De su infancia poco se sabe, salvo algún detalle poco fiable sobre su propio nacimiento y su encuentro con los sabios. De su juventud, tampoco: reaparece ya hecho un viejo, luchando por los derechos más bien terrenales de sus coetáneos, rodeado de discípulos que lo amaban, obrando milagros y enfrentándose a los poderosos, que es la verdadera lección que hoy nadie parece aprender.
Mucha gente, millones de personas, sufren hoy un calvario peor que el de Jesús y nadie les monta una procesión. Muchas madres estarían dispuestas, aquí mismo, a soportar el tormento que sufrió Jesús, no ya para salvar a la humanidad, sino con el fin mucho más modesto de conseguir una barra de pan para alimentar a sus hijos durante un día. Puede que a la cristiandad entera le resulte más soportable esa realidad si rememora cada año el sufrimiento ajeno, el de Jesús, que les hace olvidar el propio.

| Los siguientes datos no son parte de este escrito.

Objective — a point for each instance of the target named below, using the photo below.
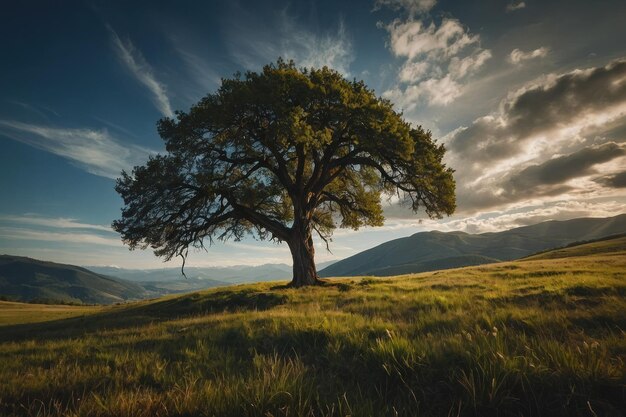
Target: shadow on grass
(142, 314)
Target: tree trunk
(303, 254)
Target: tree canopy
(281, 154)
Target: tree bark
(303, 254)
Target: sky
(529, 98)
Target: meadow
(541, 336)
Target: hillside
(428, 251)
(535, 337)
(26, 279)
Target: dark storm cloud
(541, 108)
(569, 96)
(613, 181)
(564, 168)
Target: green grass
(18, 313)
(528, 338)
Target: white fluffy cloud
(516, 5)
(438, 59)
(517, 56)
(547, 141)
(253, 45)
(412, 7)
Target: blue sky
(528, 96)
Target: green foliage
(280, 154)
(531, 338)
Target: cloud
(505, 157)
(412, 7)
(517, 56)
(513, 6)
(253, 45)
(615, 181)
(11, 233)
(413, 38)
(132, 58)
(59, 223)
(438, 59)
(95, 151)
(312, 51)
(558, 170)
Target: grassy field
(19, 313)
(529, 338)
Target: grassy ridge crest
(533, 337)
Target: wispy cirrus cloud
(57, 223)
(413, 7)
(252, 45)
(438, 59)
(95, 151)
(13, 233)
(134, 61)
(515, 5)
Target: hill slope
(534, 338)
(429, 251)
(28, 279)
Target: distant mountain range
(223, 275)
(26, 279)
(429, 251)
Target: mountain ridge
(425, 248)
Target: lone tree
(280, 155)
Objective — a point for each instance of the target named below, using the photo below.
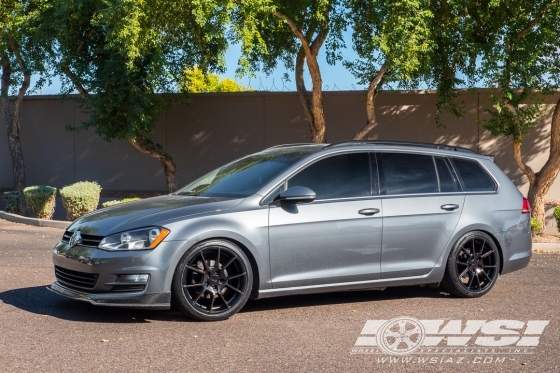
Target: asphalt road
(43, 332)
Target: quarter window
(407, 173)
(472, 176)
(340, 176)
(446, 180)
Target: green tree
(293, 32)
(21, 55)
(196, 81)
(393, 40)
(120, 55)
(519, 48)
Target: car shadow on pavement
(358, 296)
(40, 301)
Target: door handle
(449, 207)
(368, 211)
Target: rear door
(422, 203)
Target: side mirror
(297, 194)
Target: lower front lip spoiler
(161, 301)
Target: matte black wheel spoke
(191, 285)
(204, 262)
(229, 262)
(486, 254)
(196, 270)
(485, 275)
(463, 273)
(224, 300)
(234, 289)
(199, 295)
(236, 276)
(470, 282)
(478, 280)
(211, 305)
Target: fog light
(134, 278)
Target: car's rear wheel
(473, 266)
(212, 281)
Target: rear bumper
(159, 301)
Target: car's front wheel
(213, 281)
(472, 267)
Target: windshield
(246, 176)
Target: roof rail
(296, 144)
(401, 143)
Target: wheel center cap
(214, 279)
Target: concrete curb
(546, 247)
(36, 222)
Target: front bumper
(92, 275)
(160, 301)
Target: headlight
(146, 238)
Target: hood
(148, 212)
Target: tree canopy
(196, 81)
(120, 54)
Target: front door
(337, 237)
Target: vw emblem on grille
(76, 239)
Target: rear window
(472, 176)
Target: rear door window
(403, 173)
(339, 176)
(472, 176)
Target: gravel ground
(43, 332)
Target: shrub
(536, 226)
(557, 217)
(80, 198)
(12, 201)
(40, 200)
(117, 202)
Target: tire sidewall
(180, 298)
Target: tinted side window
(407, 173)
(472, 176)
(340, 176)
(446, 180)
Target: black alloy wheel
(473, 266)
(213, 281)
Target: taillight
(526, 209)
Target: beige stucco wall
(216, 128)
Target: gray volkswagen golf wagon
(300, 219)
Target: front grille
(127, 288)
(76, 279)
(87, 239)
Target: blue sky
(334, 77)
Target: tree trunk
(312, 103)
(12, 126)
(146, 146)
(372, 92)
(540, 182)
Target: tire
(212, 281)
(472, 267)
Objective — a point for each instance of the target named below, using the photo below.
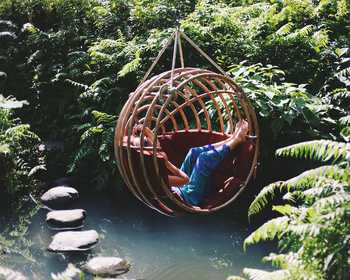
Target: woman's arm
(178, 177)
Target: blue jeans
(199, 164)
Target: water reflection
(158, 247)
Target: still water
(158, 247)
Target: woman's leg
(191, 157)
(194, 192)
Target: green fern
(305, 180)
(320, 150)
(257, 274)
(6, 273)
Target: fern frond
(345, 120)
(4, 149)
(321, 150)
(285, 29)
(332, 201)
(77, 85)
(267, 231)
(302, 230)
(257, 274)
(300, 182)
(282, 260)
(131, 66)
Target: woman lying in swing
(192, 182)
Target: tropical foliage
(91, 63)
(313, 222)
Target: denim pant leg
(191, 157)
(194, 192)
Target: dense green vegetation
(75, 62)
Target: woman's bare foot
(240, 134)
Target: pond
(158, 247)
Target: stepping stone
(107, 266)
(8, 274)
(66, 219)
(64, 181)
(59, 196)
(70, 241)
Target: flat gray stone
(59, 196)
(107, 266)
(9, 274)
(66, 218)
(69, 241)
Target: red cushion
(228, 177)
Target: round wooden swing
(184, 107)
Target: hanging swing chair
(184, 107)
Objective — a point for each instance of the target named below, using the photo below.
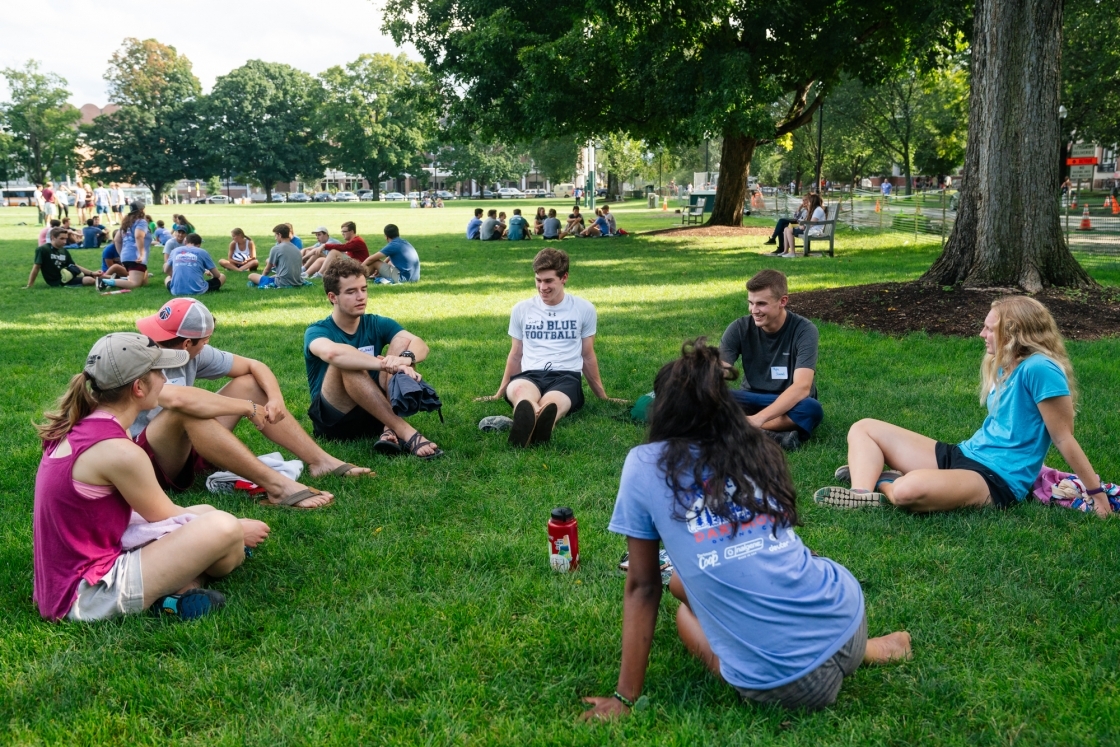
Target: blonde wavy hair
(1025, 327)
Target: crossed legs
(923, 487)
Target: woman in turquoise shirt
(1027, 384)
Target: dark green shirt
(52, 262)
(372, 336)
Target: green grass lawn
(421, 609)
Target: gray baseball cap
(122, 357)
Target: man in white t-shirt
(553, 345)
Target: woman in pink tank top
(91, 479)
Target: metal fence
(933, 213)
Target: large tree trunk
(731, 190)
(1008, 231)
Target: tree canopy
(661, 72)
(378, 117)
(261, 123)
(43, 128)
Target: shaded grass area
(421, 609)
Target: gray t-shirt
(487, 229)
(211, 363)
(768, 361)
(288, 263)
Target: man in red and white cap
(193, 427)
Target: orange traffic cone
(1085, 223)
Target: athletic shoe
(842, 497)
(495, 423)
(189, 605)
(842, 475)
(789, 439)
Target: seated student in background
(283, 260)
(397, 261)
(93, 234)
(491, 227)
(353, 246)
(474, 224)
(57, 267)
(762, 613)
(91, 479)
(190, 430)
(519, 227)
(777, 236)
(190, 270)
(162, 235)
(817, 214)
(552, 348)
(551, 227)
(318, 250)
(242, 253)
(598, 227)
(575, 225)
(351, 356)
(1027, 384)
(778, 351)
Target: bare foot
(313, 502)
(895, 646)
(330, 464)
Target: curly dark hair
(710, 444)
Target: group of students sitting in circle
(710, 483)
(494, 226)
(189, 270)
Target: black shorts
(567, 382)
(950, 457)
(337, 426)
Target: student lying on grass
(91, 479)
(192, 429)
(1027, 383)
(767, 617)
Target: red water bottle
(563, 540)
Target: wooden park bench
(692, 214)
(826, 230)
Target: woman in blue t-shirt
(764, 614)
(1026, 382)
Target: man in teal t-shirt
(351, 357)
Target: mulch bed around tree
(711, 231)
(897, 308)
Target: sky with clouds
(75, 38)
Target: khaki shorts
(119, 593)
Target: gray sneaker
(495, 423)
(789, 439)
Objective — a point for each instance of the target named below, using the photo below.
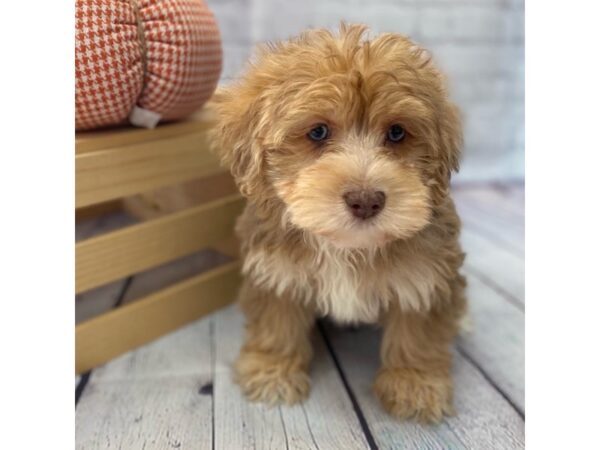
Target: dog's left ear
(236, 136)
(451, 136)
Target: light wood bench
(115, 164)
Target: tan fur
(304, 254)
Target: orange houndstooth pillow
(143, 60)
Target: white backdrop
(479, 43)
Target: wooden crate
(115, 164)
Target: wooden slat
(89, 141)
(484, 420)
(102, 338)
(113, 173)
(124, 252)
(157, 278)
(326, 420)
(170, 199)
(97, 210)
(152, 397)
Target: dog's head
(356, 137)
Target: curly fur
(304, 254)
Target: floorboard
(151, 397)
(177, 392)
(477, 402)
(326, 420)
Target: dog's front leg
(273, 363)
(414, 380)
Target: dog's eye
(396, 133)
(319, 133)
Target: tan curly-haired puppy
(344, 147)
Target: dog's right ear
(236, 136)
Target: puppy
(344, 148)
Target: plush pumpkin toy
(143, 61)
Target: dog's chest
(348, 292)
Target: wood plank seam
(490, 380)
(355, 405)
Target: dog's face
(356, 138)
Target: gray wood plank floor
(177, 392)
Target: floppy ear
(451, 136)
(449, 145)
(235, 137)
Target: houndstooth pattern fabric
(183, 59)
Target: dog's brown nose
(364, 203)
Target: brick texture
(479, 43)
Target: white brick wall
(479, 43)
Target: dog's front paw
(271, 379)
(414, 394)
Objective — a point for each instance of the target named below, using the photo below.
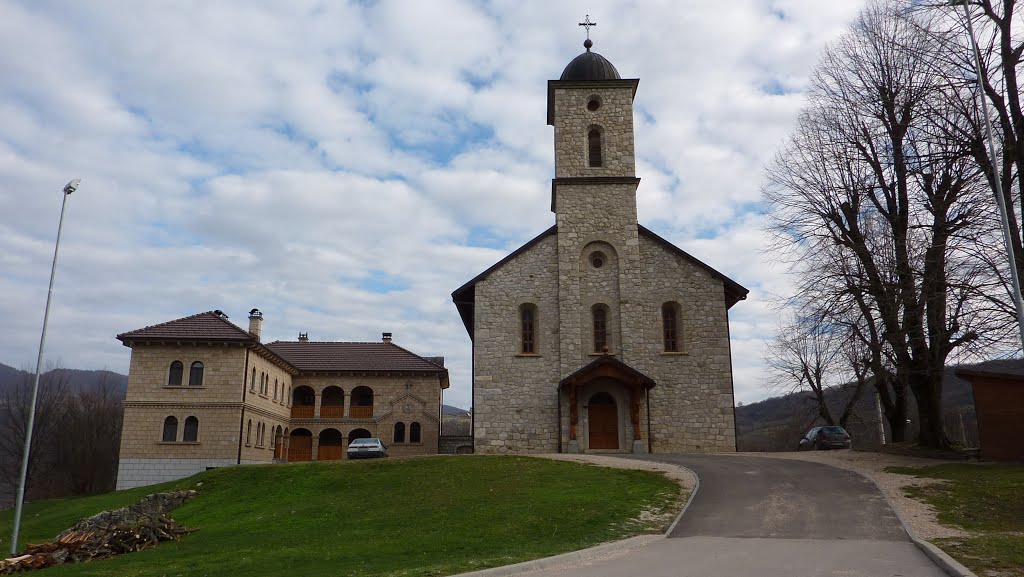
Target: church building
(598, 334)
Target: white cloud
(339, 164)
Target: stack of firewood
(110, 533)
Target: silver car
(367, 448)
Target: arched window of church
(175, 373)
(600, 316)
(170, 429)
(192, 430)
(527, 328)
(196, 374)
(670, 327)
(594, 147)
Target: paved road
(771, 518)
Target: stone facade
(598, 273)
(250, 406)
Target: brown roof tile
(358, 357)
(205, 326)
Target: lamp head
(73, 186)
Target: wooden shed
(998, 399)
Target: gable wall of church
(514, 395)
(691, 407)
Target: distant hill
(78, 379)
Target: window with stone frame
(594, 148)
(196, 374)
(599, 314)
(671, 334)
(175, 373)
(170, 429)
(190, 434)
(527, 329)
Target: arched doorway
(602, 416)
(300, 446)
(330, 445)
(303, 400)
(332, 403)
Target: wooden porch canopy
(609, 367)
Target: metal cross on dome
(587, 24)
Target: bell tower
(593, 196)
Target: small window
(175, 374)
(600, 315)
(670, 327)
(594, 147)
(527, 321)
(170, 429)
(196, 374)
(192, 430)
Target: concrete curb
(938, 557)
(591, 552)
(581, 555)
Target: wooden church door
(602, 415)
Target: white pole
(19, 499)
(1018, 301)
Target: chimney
(255, 323)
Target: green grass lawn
(435, 516)
(984, 499)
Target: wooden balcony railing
(360, 412)
(302, 412)
(332, 411)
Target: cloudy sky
(345, 166)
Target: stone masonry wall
(514, 395)
(573, 121)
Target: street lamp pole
(19, 500)
(999, 199)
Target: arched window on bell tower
(594, 136)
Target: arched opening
(363, 403)
(333, 403)
(330, 445)
(300, 446)
(670, 327)
(594, 147)
(602, 416)
(170, 429)
(175, 373)
(196, 374)
(600, 317)
(527, 328)
(279, 443)
(190, 434)
(303, 400)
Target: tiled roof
(205, 326)
(357, 357)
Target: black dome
(590, 66)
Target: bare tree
(882, 215)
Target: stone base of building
(139, 472)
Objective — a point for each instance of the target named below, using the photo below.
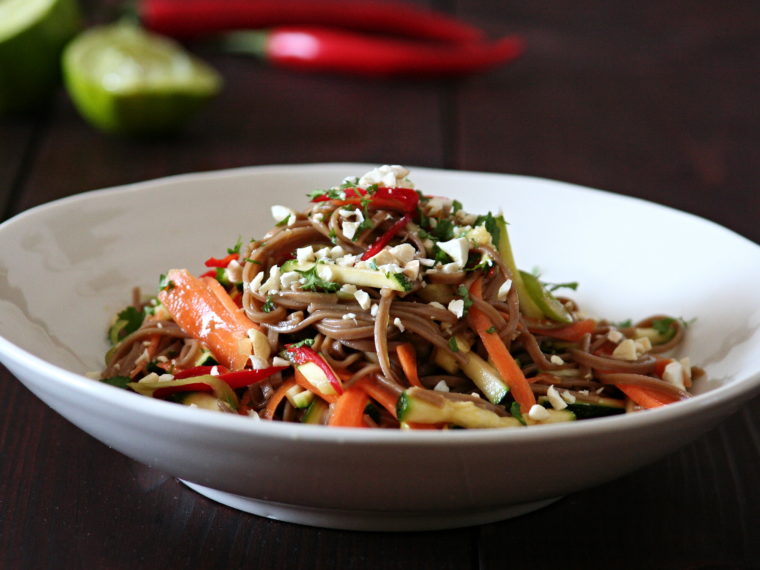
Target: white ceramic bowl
(67, 266)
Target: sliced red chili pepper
(304, 354)
(199, 371)
(242, 378)
(223, 262)
(406, 198)
(402, 199)
(193, 18)
(387, 236)
(339, 51)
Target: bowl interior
(67, 267)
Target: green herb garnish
(514, 409)
(311, 281)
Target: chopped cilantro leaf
(331, 194)
(514, 409)
(236, 247)
(164, 283)
(311, 281)
(133, 317)
(268, 305)
(465, 294)
(491, 224)
(444, 230)
(117, 381)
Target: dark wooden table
(658, 100)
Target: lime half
(32, 36)
(126, 80)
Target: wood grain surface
(657, 100)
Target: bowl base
(384, 521)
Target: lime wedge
(32, 36)
(126, 80)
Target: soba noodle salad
(383, 306)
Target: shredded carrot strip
(497, 350)
(151, 349)
(349, 408)
(647, 398)
(382, 395)
(234, 312)
(276, 398)
(408, 359)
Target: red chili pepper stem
(197, 18)
(339, 51)
(386, 237)
(304, 354)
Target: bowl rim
(722, 396)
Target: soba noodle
(371, 272)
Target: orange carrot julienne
(383, 396)
(349, 408)
(499, 353)
(234, 312)
(276, 398)
(151, 349)
(408, 359)
(203, 313)
(647, 398)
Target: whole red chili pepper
(332, 50)
(403, 199)
(195, 18)
(386, 237)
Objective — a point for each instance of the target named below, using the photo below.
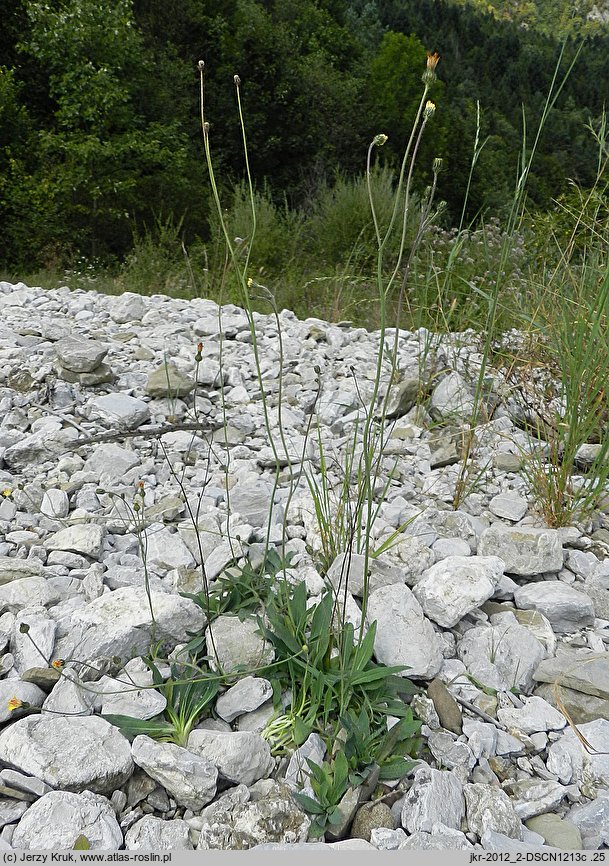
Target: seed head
(429, 76)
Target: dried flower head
(432, 60)
(429, 76)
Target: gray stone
(509, 506)
(452, 396)
(297, 772)
(536, 715)
(154, 834)
(79, 355)
(55, 503)
(557, 832)
(132, 693)
(403, 635)
(387, 840)
(532, 797)
(244, 697)
(370, 817)
(189, 778)
(15, 569)
(525, 550)
(454, 587)
(168, 381)
(571, 762)
(71, 753)
(128, 307)
(501, 656)
(55, 822)
(27, 592)
(84, 538)
(120, 624)
(489, 808)
(274, 818)
(120, 410)
(435, 796)
(580, 670)
(580, 707)
(567, 609)
(34, 647)
(110, 462)
(592, 820)
(241, 757)
(239, 644)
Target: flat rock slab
(74, 753)
(241, 757)
(84, 538)
(80, 355)
(189, 778)
(566, 609)
(154, 834)
(454, 587)
(57, 820)
(403, 635)
(526, 550)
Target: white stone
(84, 538)
(72, 753)
(435, 796)
(403, 635)
(241, 757)
(454, 587)
(56, 820)
(189, 778)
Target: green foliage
(327, 669)
(330, 782)
(242, 589)
(190, 694)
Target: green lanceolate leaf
(131, 727)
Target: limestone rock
(525, 550)
(189, 778)
(71, 753)
(403, 635)
(457, 585)
(57, 820)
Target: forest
(101, 159)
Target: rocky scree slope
(485, 606)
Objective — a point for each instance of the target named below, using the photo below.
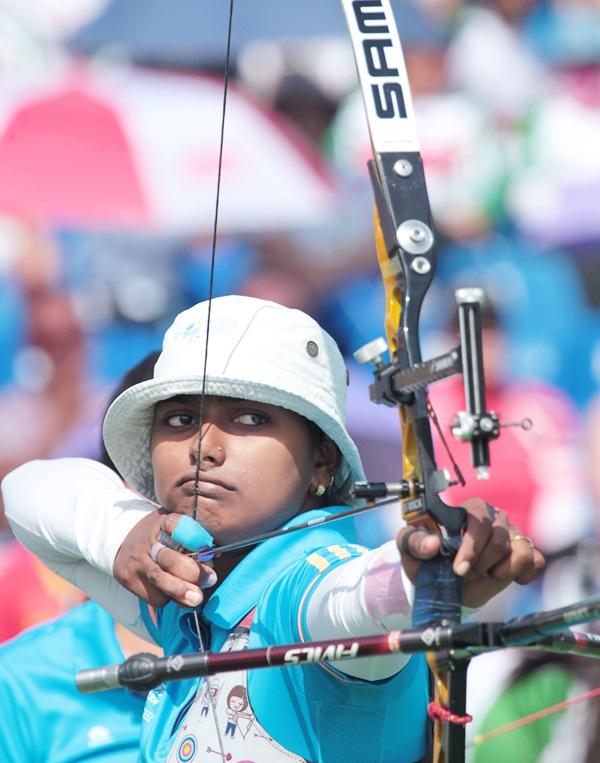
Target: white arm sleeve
(366, 596)
(74, 513)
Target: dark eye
(251, 419)
(179, 420)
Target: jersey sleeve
(322, 711)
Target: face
(256, 465)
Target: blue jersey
(311, 711)
(43, 715)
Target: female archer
(245, 433)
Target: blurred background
(110, 118)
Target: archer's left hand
(493, 553)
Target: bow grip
(438, 589)
(192, 536)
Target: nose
(209, 447)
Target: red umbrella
(126, 148)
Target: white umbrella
(134, 149)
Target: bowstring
(211, 281)
(213, 253)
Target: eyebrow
(187, 398)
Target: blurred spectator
(44, 717)
(305, 105)
(490, 58)
(50, 405)
(29, 592)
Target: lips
(204, 484)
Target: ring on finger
(492, 512)
(526, 538)
(155, 550)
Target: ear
(327, 461)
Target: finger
(419, 543)
(183, 592)
(523, 564)
(486, 539)
(536, 569)
(416, 545)
(478, 529)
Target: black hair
(142, 371)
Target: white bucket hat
(257, 350)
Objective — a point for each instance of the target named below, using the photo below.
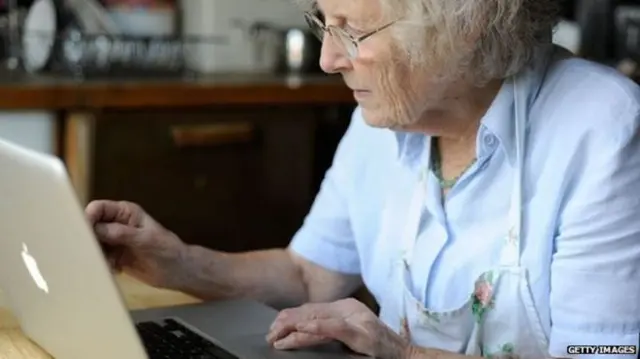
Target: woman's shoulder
(586, 101)
(585, 86)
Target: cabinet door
(231, 179)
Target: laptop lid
(52, 269)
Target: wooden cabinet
(229, 178)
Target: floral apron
(499, 320)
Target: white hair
(480, 40)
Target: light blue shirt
(581, 202)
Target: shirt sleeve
(595, 270)
(326, 237)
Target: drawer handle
(212, 134)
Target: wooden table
(15, 345)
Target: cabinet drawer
(232, 179)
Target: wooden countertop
(14, 344)
(25, 92)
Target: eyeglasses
(347, 42)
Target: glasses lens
(315, 26)
(345, 42)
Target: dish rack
(79, 54)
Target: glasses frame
(333, 31)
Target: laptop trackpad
(256, 346)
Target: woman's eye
(353, 30)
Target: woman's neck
(455, 130)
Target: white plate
(39, 35)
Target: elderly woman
(487, 193)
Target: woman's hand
(348, 321)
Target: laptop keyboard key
(172, 340)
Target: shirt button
(489, 140)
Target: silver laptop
(65, 298)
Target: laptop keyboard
(171, 340)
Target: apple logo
(33, 269)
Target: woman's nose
(332, 59)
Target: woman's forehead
(350, 9)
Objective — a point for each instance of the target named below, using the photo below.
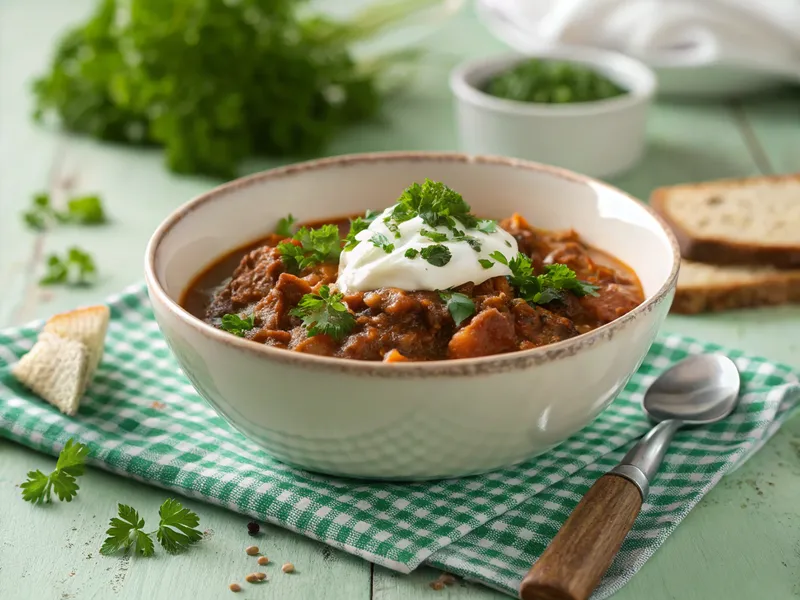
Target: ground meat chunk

Quizás la diferencia estriba en que Cristo murió por todos nosotros, según refiere el dogma, mientras que hay gente hoy que se suicida porque no soporta la idea de perder el hogar que comparte con su familia, por el que ha trabajado toda una vida y sabiendo además que no habrá resurrección a los tres días. Si ponemos en una balanza una muerte y la otra, ambas parecen igual de injustas e innecesarias, pero los objetivos mucho menos pomposos del que se ahorca un minuto antes de ser desahuciado me parecen más dolorosos, y su calvario mucho más duradero e insoportable.